グリンカの歌劇「ルスランとリュドミーラ」序曲を聴きたいがために買ったCDです。この演奏がすごいということでLPの時代からこの演奏を聴いてきました。相当前から有名なのでご存じの方も多いと思います。「背徳のクラシックガイド」(鈴木淳史著)でも触れられていますが,最初にこれを聴いたら他の演奏はちんたらとしていてとても聴けない,というのは本当です。

それにしてもこの演奏は本当にすさまじいです。もう言葉では言い表せません。尋常ではありません。しかもこれだけ爆発していてオーケストラは全く乱れません。これぞ真の爆演と言えるのではないでしょうか。

しかし,フィガロの結婚までこの調子なのはどうなんでしょう? 嫌いではないですが。(その他の曲はあまり聴いていません)
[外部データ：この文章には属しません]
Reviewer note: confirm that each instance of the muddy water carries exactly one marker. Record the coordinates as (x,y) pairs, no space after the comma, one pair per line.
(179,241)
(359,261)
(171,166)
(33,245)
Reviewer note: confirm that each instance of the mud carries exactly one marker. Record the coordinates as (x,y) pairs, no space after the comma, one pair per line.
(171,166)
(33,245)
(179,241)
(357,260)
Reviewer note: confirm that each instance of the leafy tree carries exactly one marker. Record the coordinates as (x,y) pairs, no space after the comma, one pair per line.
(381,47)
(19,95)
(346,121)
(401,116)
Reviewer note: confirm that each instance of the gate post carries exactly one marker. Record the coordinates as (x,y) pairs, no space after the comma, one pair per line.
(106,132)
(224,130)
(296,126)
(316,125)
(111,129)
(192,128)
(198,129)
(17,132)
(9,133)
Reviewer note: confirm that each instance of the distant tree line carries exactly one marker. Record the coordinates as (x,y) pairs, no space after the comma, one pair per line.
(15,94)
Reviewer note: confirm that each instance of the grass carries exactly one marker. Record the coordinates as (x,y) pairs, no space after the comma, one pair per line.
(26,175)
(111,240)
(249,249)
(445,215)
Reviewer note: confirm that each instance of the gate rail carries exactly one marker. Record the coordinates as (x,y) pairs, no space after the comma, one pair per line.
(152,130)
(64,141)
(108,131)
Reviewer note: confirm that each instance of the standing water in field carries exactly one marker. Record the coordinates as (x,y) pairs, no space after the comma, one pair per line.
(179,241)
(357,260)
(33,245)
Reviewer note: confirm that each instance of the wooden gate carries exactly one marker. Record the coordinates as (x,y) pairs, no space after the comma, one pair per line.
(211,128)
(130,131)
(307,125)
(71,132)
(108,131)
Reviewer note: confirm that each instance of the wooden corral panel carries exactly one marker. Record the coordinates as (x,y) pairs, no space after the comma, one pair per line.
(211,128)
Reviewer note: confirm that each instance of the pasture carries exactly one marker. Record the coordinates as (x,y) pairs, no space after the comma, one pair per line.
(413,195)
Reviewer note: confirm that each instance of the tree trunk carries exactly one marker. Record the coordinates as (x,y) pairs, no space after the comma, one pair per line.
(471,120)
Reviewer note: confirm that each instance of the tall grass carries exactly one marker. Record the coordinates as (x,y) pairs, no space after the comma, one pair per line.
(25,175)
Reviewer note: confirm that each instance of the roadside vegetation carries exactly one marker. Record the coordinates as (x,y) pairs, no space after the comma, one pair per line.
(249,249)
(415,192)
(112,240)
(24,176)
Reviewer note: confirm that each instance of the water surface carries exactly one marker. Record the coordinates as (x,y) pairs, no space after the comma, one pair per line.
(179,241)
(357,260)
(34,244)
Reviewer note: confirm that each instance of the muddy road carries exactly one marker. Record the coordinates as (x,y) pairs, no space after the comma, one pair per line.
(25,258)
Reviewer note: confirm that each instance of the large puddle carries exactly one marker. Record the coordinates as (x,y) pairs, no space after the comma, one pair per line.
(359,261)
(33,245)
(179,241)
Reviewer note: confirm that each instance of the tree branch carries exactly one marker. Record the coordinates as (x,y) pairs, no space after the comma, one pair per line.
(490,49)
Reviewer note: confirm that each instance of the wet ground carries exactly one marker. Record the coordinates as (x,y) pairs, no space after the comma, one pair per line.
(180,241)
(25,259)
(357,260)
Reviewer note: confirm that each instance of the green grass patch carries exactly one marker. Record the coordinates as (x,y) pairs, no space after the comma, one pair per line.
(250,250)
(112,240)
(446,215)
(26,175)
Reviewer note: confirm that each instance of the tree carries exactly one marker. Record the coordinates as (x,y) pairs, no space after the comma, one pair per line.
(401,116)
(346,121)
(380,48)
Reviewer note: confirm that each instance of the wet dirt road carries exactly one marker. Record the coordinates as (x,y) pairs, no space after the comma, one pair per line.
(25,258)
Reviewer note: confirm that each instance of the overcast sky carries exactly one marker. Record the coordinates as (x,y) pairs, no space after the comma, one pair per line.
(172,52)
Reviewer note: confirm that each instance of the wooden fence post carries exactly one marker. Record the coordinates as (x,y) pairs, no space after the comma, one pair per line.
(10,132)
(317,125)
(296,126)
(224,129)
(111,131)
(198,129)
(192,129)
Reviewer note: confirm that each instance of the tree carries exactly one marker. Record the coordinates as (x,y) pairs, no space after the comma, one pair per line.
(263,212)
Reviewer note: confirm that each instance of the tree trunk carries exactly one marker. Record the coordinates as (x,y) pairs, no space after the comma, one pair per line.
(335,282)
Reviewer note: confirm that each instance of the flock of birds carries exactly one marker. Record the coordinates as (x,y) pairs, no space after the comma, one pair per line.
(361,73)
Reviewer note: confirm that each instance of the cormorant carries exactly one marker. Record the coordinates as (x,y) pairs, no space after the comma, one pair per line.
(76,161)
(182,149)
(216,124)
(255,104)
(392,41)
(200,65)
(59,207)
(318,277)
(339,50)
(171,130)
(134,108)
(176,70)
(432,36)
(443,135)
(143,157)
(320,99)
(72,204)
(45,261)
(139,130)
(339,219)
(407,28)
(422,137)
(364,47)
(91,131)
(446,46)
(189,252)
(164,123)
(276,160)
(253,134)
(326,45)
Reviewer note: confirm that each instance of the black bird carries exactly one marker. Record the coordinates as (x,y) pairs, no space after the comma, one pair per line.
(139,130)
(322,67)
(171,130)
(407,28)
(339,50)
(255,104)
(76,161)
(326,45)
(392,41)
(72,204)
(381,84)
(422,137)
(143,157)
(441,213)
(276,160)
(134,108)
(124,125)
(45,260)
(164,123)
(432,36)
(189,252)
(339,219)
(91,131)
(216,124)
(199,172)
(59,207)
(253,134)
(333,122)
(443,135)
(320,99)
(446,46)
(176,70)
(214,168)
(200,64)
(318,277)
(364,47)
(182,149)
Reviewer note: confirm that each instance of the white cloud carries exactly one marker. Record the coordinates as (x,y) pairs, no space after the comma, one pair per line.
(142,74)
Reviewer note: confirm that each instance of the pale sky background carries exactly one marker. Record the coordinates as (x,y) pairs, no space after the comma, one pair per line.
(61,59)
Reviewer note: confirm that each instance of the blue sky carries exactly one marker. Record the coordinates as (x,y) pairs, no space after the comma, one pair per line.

録音ですが,ライヴであまり状態は良くありません。しかし,どの楽器も比較的明瞭に聴こえるのと弦楽器がしっかりと聴こえてくるので我慢の範囲です。というよりもこの圧倒的な演奏の前に,録音のことなど忘れてしまいます。

このCD自体はもう廃盤になっています。今現役盤がどれなのかよくわかっていません。これかなと思うのですが定かではありません(→HMV Onlineicon)。違ったらごめんなさい。